MEMA Receives $2-Million Federal Grant To Train For Terrorist Attacks

It will used for planning, training & exercising against these incidents.

 


Reisterstown, Md (KM). A federal grant totaling $2, 098,575 has been awarded to the Maryland Emergency Management Agency to prepare for terrorist attacks. “What this grant will enable us to do is to add a special focus to training, exercising and planning for these specific types of attacks,” says MEMA spokesman Chas Eby.

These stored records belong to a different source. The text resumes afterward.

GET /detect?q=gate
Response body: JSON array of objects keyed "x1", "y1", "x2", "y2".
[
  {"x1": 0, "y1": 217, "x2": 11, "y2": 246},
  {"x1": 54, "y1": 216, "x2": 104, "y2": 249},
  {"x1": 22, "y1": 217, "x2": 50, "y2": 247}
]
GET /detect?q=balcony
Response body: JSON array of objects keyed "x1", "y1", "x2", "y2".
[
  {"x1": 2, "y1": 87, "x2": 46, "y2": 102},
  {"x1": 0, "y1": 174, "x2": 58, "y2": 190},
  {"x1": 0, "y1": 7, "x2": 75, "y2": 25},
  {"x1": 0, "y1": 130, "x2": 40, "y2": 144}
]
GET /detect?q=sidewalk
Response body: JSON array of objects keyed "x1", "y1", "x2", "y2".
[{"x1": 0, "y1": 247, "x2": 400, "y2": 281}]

In working with local emergency management agencies,  Eby  says the training will involve how to handle complex coordinated terrorist attacks, where incidents are taking place in more than one location at the same time. “We’re planning on doing a regional approach to planning for these type of events. So if something were to occur in one area of Maryland, this grant and the associated training and plans that will go along with it will make sure that we can respond as not only one community but as a whole state and also the states around us as well,” he says.

Eby says it’s similar to mutual aid agreements that cities, counties and states have with each other when it comes to law enforcement and fire and rescue.

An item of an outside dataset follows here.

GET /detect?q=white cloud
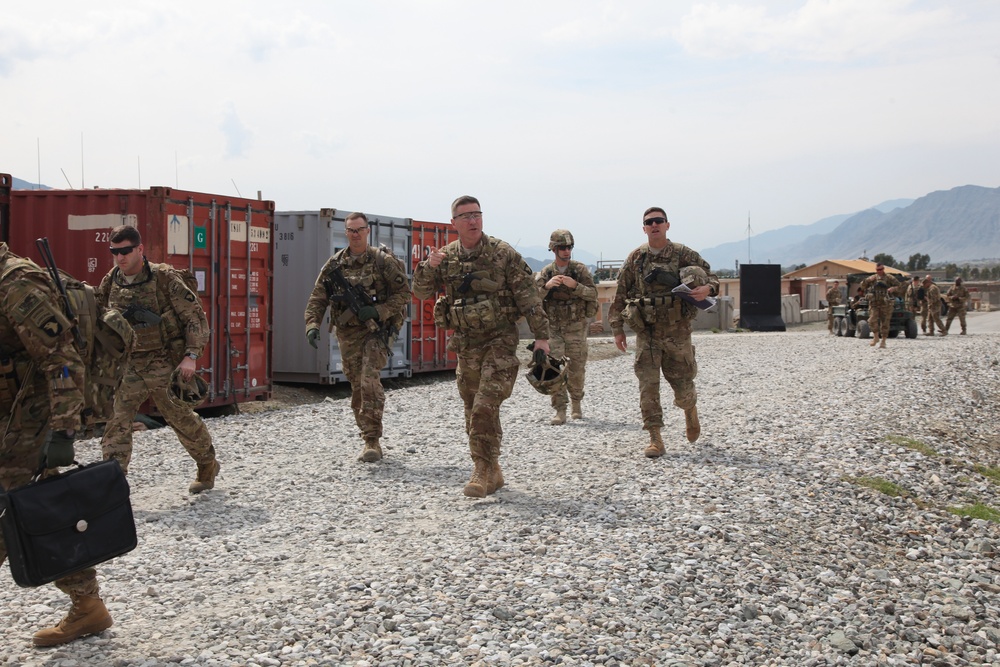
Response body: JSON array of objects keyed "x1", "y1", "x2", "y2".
[{"x1": 675, "y1": 0, "x2": 954, "y2": 62}]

But he says this training can be applied to so-called “lone wolf” attacks, that is an individual acting on his or her own rather than without the support of a terrorist organization such as ISIS. “We’ve seen some instances of lone wolf terrorism and this training.  Exercising and planning may benefit those types of attacks, specifically with this advantage for complex coordinated types of attacks,”: says Eby.

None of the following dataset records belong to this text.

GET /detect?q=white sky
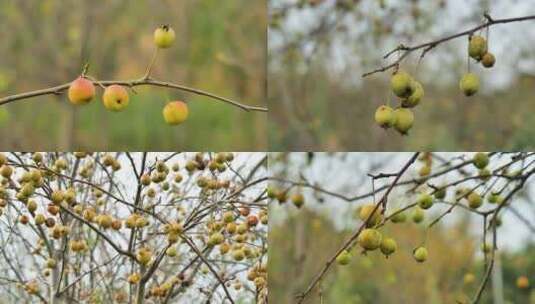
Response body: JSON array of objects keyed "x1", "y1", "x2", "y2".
[{"x1": 270, "y1": 153, "x2": 535, "y2": 250}]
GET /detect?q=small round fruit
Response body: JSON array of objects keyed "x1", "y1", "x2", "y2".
[
  {"x1": 375, "y1": 105, "x2": 395, "y2": 129},
  {"x1": 232, "y1": 249, "x2": 245, "y2": 261},
  {"x1": 434, "y1": 187, "x2": 446, "y2": 200},
  {"x1": 336, "y1": 250, "x2": 351, "y2": 265},
  {"x1": 102, "y1": 84, "x2": 129, "y2": 112},
  {"x1": 418, "y1": 165, "x2": 431, "y2": 177},
  {"x1": 412, "y1": 207, "x2": 424, "y2": 223},
  {"x1": 459, "y1": 73, "x2": 479, "y2": 96},
  {"x1": 472, "y1": 152, "x2": 489, "y2": 169},
  {"x1": 516, "y1": 276, "x2": 529, "y2": 289},
  {"x1": 290, "y1": 193, "x2": 305, "y2": 208},
  {"x1": 463, "y1": 272, "x2": 476, "y2": 285},
  {"x1": 467, "y1": 192, "x2": 483, "y2": 209},
  {"x1": 392, "y1": 210, "x2": 407, "y2": 223},
  {"x1": 401, "y1": 80, "x2": 424, "y2": 108},
  {"x1": 154, "y1": 25, "x2": 175, "y2": 49},
  {"x1": 68, "y1": 76, "x2": 95, "y2": 105},
  {"x1": 357, "y1": 228, "x2": 383, "y2": 250},
  {"x1": 394, "y1": 108, "x2": 414, "y2": 135},
  {"x1": 487, "y1": 192, "x2": 503, "y2": 204},
  {"x1": 417, "y1": 193, "x2": 433, "y2": 209},
  {"x1": 468, "y1": 35, "x2": 487, "y2": 61},
  {"x1": 481, "y1": 53, "x2": 496, "y2": 68},
  {"x1": 413, "y1": 247, "x2": 427, "y2": 263},
  {"x1": 390, "y1": 71, "x2": 413, "y2": 98},
  {"x1": 380, "y1": 238, "x2": 398, "y2": 257},
  {"x1": 162, "y1": 101, "x2": 189, "y2": 125},
  {"x1": 358, "y1": 204, "x2": 383, "y2": 227}
]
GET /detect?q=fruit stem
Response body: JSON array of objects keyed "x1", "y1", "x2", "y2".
[{"x1": 143, "y1": 48, "x2": 158, "y2": 79}]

But, Eby says, MEMA will continue to act when emergencies develop due to natural disasters such as hurricanes, floods and blizzards. “We take an all-hazards approach to emergency management in Maryland. So what this does is just add another piece of the pie for preparedness that we have for the state,” he says

The funds come from the US Department of Homeland Security as part of the Complex Coordinated Terrorist Attack Program which will provide a total of  $34.94-million to recipients around the country to prevent, prepare for and respond to these types of incidents.  MEMA says it’s one of 29 successful applicants across the nation to receive this grant.